Lowenstein also sees strong potential for the 5c. “On Android in the U.S., it is clear that the Galaxy line is Samsung’s premium brand, and that competes directly with the Apple devices. But once you get into the midtier Android market, the field is crowded, and the devices are relatively undifferentiated. Apple now has a horse there, and I think they’ll gain some share on Android in the midtier segment.”
Lowenstein also sees the 5c benefitting from carriers’ new no-contract, installment-plan early-upgrade options. “There is a higher percentage of buyers who are opting to not go the subsidy route, so the $100 to 200 price difference [of the 5c] is more meaningful,” he said. Although the 5c is basically a repackaged iPhone 5, Lowenstein noted that “more price-sensitive users who have been buying the iPhone 4/4S [which lacked LTE] just got a huge upgrade.” The 5c, he said, “is worth it just for the LTE.”
Baker and Entner agreed on the 5c’s potential. The plans “will help drive sales as the overall price of an annual upgrade iPhone became cheaper at all operators excluding Sprint,” Entner said.
Baker said the no-contract plans, in combination with the cost on the 5c, provides “underserved segments with a first-generation Apple device at an attractive acquisition cost.”

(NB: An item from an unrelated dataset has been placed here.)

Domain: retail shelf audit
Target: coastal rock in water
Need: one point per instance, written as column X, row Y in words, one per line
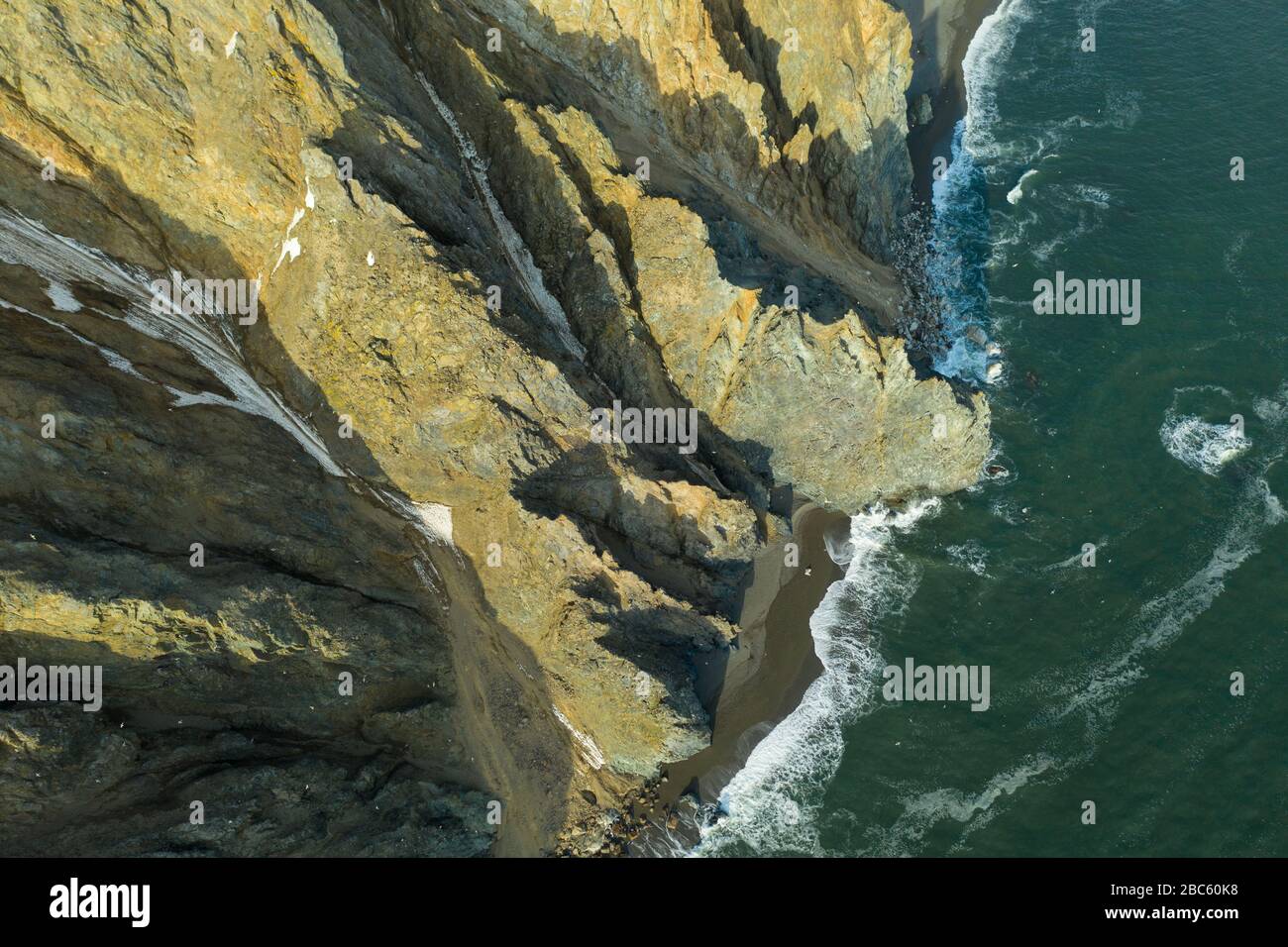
column 423, row 586
column 922, row 110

Worldwide, the new products will do little in themselves to stop Apple’s declining global market share, analysts said, especially because the iPhone 5c is not nearly as low cost as some analysts expected to accelerate sales in developing markets where phones aren’t subsidized. Apple’s tieup with NTT Docomo in Japan and a potential deal with China’s largest carrier, China Mobile, will have a greater impact on boosting Apple’s worldwide share, said Baker.

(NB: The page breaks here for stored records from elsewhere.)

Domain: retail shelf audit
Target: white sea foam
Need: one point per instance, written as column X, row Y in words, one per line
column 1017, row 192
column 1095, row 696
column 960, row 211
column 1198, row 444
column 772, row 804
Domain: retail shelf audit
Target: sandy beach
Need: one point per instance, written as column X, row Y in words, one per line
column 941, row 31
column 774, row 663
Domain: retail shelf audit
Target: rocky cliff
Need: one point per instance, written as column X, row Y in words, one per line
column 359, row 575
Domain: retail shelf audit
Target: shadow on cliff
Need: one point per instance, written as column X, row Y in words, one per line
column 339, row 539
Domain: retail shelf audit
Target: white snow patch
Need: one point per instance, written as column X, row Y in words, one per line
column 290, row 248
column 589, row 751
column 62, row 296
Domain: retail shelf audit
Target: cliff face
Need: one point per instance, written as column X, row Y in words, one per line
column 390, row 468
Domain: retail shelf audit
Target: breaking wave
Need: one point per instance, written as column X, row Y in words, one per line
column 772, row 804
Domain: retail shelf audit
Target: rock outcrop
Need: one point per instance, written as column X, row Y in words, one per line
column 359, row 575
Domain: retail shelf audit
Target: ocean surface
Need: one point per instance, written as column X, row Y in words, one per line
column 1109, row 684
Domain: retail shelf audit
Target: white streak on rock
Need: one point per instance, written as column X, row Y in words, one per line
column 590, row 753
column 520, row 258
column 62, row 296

For his part, Lowenstein noted that “a lot of smartphone growth in other parts of the world is in economies where there is more price sensitivity and/or no carrier subsidy. That’s where the Android ecosystem is really gaining. The Android devices that are selling in the $100 to 300 range are good devices. They might not be great, but good is good enough for many users.”
Ambrosio added, “I think it’s pretty much a unanimous view that the 5c isn’t that much lower in price to help Apple gain significant share in lower tiers. I’d say that it will probably gain as much if not more share in emerging markets, where a big volume growth opportunity exists, from lowering prices on legacy products like 4 and 4S.”
As for whether the introductions burnish Apple’s reputation for innovation, opinions are split.
“I think they do,” said Lowenstein. “64-bit [in the iPhone 5s] is pretty important as far as performance and opens new doors for the developer community. With the M7 [motion] coprocessor [in the 5s], Apple has thought a lot about the emerging health/fitness app market and now has a differentiated device in this category.”
Enter said the launches show that “Apple is continuing to innovate, but the innovative jumps are getting smaller.” He also said the fingerprint-reader method of unlocking the 5s “is a double-edged sword, especially overseas, due to concerns about NSA.”
For his part, Ambrosio pointed out that “it is extremely difficult to ‘innovate’ new products from one iteration to the next. We’ve seen that with other vendors. And when Apple doesn’t improve or upgrade in some of the base features, such as using larger LCDs like Samsung and a few others, I’d say they struggled this round to offer any real differentiated features or techs.”
Nonetheless, he said, “they are still the leading vendor that is watched by all other vendors, so we can’t rule them out as possibly innovating in the future.”